PITTSTON – Despite being slightly scaled-back, this year’s Pittston Tomato Festival exceeded organizers’ expectations.
“We were very cognizant of the fact that we’re in a COVID area, so we spread everybody out, made the festival a little bit smaller, but it’s actually probably our most successful,” festival cochairman Jimmy Zarra said Saturday.
“We’re at 37 years, but the last two days were the most successful Thursday and Friday we ever had,” Zarra said.
The festival continues Sunday on the festival grounds along Spring Street, off Tomato Festival Drive.
“Vendors are smiling ear to ear. They were running out of product the first night,” festival grounds chairman Bobby Pugliese added.
"You can see, it’s just been a constant sea of people. And as soon as the sun goes down a little bit, it’ll be a little bit crazier,” Zarra said.

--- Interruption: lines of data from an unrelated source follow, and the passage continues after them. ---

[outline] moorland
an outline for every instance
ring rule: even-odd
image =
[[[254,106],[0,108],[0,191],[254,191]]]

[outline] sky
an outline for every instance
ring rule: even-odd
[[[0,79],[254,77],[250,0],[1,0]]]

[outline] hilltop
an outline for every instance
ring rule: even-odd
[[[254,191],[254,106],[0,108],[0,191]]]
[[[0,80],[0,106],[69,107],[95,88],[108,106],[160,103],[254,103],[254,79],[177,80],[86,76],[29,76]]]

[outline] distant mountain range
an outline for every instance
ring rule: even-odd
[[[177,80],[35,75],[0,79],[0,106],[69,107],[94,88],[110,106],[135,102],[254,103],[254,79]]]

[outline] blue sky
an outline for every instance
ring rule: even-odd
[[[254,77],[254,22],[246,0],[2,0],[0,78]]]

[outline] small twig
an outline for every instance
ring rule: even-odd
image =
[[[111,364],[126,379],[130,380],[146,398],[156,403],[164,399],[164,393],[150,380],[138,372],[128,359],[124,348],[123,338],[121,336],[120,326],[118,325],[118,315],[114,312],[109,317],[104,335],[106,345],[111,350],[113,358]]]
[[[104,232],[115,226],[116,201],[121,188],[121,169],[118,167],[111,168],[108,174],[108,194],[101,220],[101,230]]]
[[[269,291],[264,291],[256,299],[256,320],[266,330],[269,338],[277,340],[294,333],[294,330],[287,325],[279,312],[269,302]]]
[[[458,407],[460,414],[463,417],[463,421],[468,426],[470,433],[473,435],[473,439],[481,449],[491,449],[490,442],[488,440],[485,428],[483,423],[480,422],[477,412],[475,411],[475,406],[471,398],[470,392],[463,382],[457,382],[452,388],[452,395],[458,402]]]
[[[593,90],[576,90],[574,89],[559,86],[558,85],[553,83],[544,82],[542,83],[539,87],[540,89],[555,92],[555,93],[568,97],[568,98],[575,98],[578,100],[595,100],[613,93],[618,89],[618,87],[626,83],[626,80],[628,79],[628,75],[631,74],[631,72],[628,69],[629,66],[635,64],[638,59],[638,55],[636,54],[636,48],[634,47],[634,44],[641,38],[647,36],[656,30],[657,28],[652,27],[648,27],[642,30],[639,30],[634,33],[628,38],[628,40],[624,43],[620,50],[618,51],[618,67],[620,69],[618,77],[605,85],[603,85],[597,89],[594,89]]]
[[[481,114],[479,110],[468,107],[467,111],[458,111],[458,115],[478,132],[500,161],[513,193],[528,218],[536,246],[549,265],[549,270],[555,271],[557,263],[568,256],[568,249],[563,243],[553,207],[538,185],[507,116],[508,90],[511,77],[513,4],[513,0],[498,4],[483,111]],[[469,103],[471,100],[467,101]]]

With slightly fewer vendors and more people in attendance, food lines were longer than usual, but Zarra said he noticed that people waiting in line were cordial and respectful of each other.
“I noticed that people are really happy just to be out and seeing friends and neighbors,” Pugliese said. “This has always been that kind of community thing, where you see friends that you might not have seen and you get together and catch up.”
Waiting in line for a chicken scampi melt for his son, Joe Sekusky said he already ate a sausage-and-peppers sandwich. "That's my favorite."
Sekusky, 65, of Pittston, returned to the festival for some food after taking his three granddaughters home after the festival parade, which he said "seemed longer than usual, with more participants."
"I had to take them home; they were beat from the heat," he said.
Sekusky said he's been coming to the festival since it started 37 years ago.
"Last year, there wasn't any. This year, it's nice because it picked up again. I don't think the crowd is as big as it used to be on a Saturday afternoon, but it might be because of the heat," Sekusky said.
It wasn't just Pittstonians who filled the festival grounds. Attendees came from cities and towns near and far.
Katie and Chris Jarrow, of Effort, Monroe County, said they decided to attend with their 3-month-old daughter, Penelope, after seeing the festival featured on a TV newscast.
"This is pretty great so far," Katie said while snacking on a potato cake. "I'm a huge tomato fan."
"I don't eat them," Chris admitted. "But this might become a regular event for us. We're going to head back for some broccoli and shells and maybe some double-crust white pizza."
Jeff Carey, 25, and Katrina Kelly, 26, both of Nanticoke, said Saturday was their first-ever visit to the festival.
"We came for the food," Kelly said as they, like Sekusky, waited in line for a chicken scampi melt.
Although they had just arrived at the festival, they already were pretty sure they'd be returning next year.
"Maybe we'll catch the parade next year, and the tomato fight," Carey said.
Zarra said the committee decided not to have the popular tomato fights this year because of COVID-related concerns.
Surprisingly, though, Zarra said people didn’t seem disappointed with the cancellation.
“If they were, they didn’t tell us,” Zarra said.
Zarra said Mayor Michael Lombardo got the message out about having a safe festival.
“I think the rapport that Michael has with this community, whatever we do … I think they just trust us,” Zarra said.
“I’m just so happy with the response of the people," Zarra added. "And the man upstairs held off the rain. And if it rains (Sunday), so be it."